Re: [RFC PATCH v1 0/2] Avoid rcu_core() if CPU just left guest vcpu

Leonardo Bras <leobras@xxxxxxxxxx> · Wed, 8 May 2024 03:19:01 -0300

On Tue, May 07, 2024 at 08:22:42PM -0700, Paul E. McKenney wrote:
> On Tue, May 07, 2024 at 11:51:15PM -0300, Leonardo Bras wrote:
> > On Tue, May 07, 2024 at 05:08:54PM -0700, Sean Christopherson wrote:
> > > On Tue, May 07, 2024, Sean Christopherson wrote:
> > > > On Tue, May 07, 2024, Paul E. McKenney wrote:
> 
> [ . . . ]
> 
> > > > > But if we do need RCU to be more aggressive about treating guest execution as
> > > > > an RCU quiescent state within the host, that additional check would be an
> > > > > excellent way of making that happen.
> > > > 
> > > > It's not clear to me that being more agressive is warranted.  If my understanding
> > > > of the existing @user check is correct, we _could_ achieve similar functionality
> > > > for vCPU tasks by defining a rule that KVM must never enter an RCU critical section
> > > > with PF_VCPU set and IRQs enabled, and then rcu_pending() could check PF_VCPU.
> > > > On x86, this would be relatively straightforward (hack-a-patch below), but I've
> > > > no idea what it would look like on other architectures.
> > > > 
> > > > But the value added isn't entirely clear to me, probably because I'm still missing
> > > > something.  KVM will have *very* recently called __ct_user_exit(CONTEXT_GUEST) to
> > > > note the transition from guest to host kernel.  Why isn't that a sufficient hook
> > > > for RCU to infer grace period completion?
> > 
> > This is one of the solutions I tested when I was trying to solve the bug:
> > - Report quiescent state both in guest entry & guest exit.
> > 
> > It improves the bug, but has 2 issues compared to the timing alternative:
> > 1 - Saving jiffies to a per-cpu local variable is usually cheaper than 
> >     reporting a quiescent state
> > 2 - If we report it on guest_exit() and some other cpu requests a grace 
> >     period in the next few cpu cycles, there is chance a timer interrupt 
> >     can trigger rcu_core() before the next guest_entry, which would 
> >     introduce unnecessary latency, and cause be the issue we are trying to 
> >     fix.
> > 
> > I mean, it makes the bug reproduce less, but do not fix it.
> 
> OK, then it sounds like something might be needed, but again, I must
> defer to you guys on the need.
> 
> If there is a need, what are your thoughts on the approach that Sean
> suggested?

Something just hit me, and maybe I need to propose something more generic.

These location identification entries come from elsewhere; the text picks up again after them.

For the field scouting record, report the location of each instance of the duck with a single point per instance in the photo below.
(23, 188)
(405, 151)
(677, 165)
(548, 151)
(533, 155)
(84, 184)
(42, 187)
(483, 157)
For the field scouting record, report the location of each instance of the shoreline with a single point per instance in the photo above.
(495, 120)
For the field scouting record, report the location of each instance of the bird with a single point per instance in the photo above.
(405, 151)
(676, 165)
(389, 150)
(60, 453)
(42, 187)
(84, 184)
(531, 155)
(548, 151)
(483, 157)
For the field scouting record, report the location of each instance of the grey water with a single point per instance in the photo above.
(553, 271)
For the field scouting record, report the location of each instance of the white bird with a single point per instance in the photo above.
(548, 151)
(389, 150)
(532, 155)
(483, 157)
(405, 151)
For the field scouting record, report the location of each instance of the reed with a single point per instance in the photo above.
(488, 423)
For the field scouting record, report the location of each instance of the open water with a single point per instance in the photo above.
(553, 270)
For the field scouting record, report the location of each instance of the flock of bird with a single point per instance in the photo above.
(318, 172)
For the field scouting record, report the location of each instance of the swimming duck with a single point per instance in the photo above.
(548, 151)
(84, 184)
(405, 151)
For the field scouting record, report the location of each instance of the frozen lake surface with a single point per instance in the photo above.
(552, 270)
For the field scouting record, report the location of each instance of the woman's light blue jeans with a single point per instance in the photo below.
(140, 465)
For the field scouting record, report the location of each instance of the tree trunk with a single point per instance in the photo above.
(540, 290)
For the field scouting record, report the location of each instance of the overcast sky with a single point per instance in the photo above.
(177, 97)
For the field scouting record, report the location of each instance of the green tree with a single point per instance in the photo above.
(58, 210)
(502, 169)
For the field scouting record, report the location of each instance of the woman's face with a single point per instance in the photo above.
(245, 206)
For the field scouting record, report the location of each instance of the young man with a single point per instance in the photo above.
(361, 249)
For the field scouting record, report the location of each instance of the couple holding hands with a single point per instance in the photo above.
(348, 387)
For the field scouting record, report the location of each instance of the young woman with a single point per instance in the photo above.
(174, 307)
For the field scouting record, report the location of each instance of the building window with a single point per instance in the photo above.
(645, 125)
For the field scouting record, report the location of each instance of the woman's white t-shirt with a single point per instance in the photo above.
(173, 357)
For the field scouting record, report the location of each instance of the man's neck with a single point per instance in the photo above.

But I need some help with a question first:
- Let's forget about kvm for a few seconds, and focus in host userspace:
  If we have a high priority (user) task running on nohz_full cpu, and it 
  gets interrupted (IRQ, let's say). Is it possible that the interrupting task 
  gets interrupted by the timer interrupt which will check for 
  rcu_pending(), and return true ? (1)
  (or is there any protection for that kind of scenario?) (2)

1)
If there is any possibility of this happening, maybe we could consider 
fixing it by adding some kind of generic timeout in RCU code, to be used 
in nohz_full, so that it keeps track of the last time an quiescent state 
ran in this_cpu, and returns false on rcu_pending() if one happened in the 
last N jiffies.

In this case, we could also report a quiescent state in guest_exit, and 
make use of above generic RCU timeout to avoid having any rcu_core() 
running in those switching moments.

2)
On the other hand, if there are mechanisms in place for avoiding such 
scenario, it could justify adding some similar mechanism to KVM guest_exit 
/ guest_entry. In case adding such mechanism is hard, or expensive, we 
could use the KVM-only timeout previously suggested to avoid what we are 
currently hitting.

Could we use both a timeout & context tracking in this scenario? yes
But why do that, if the timeout would work just as well?

If I missed something, please let me know. :)

Thanks!
Leo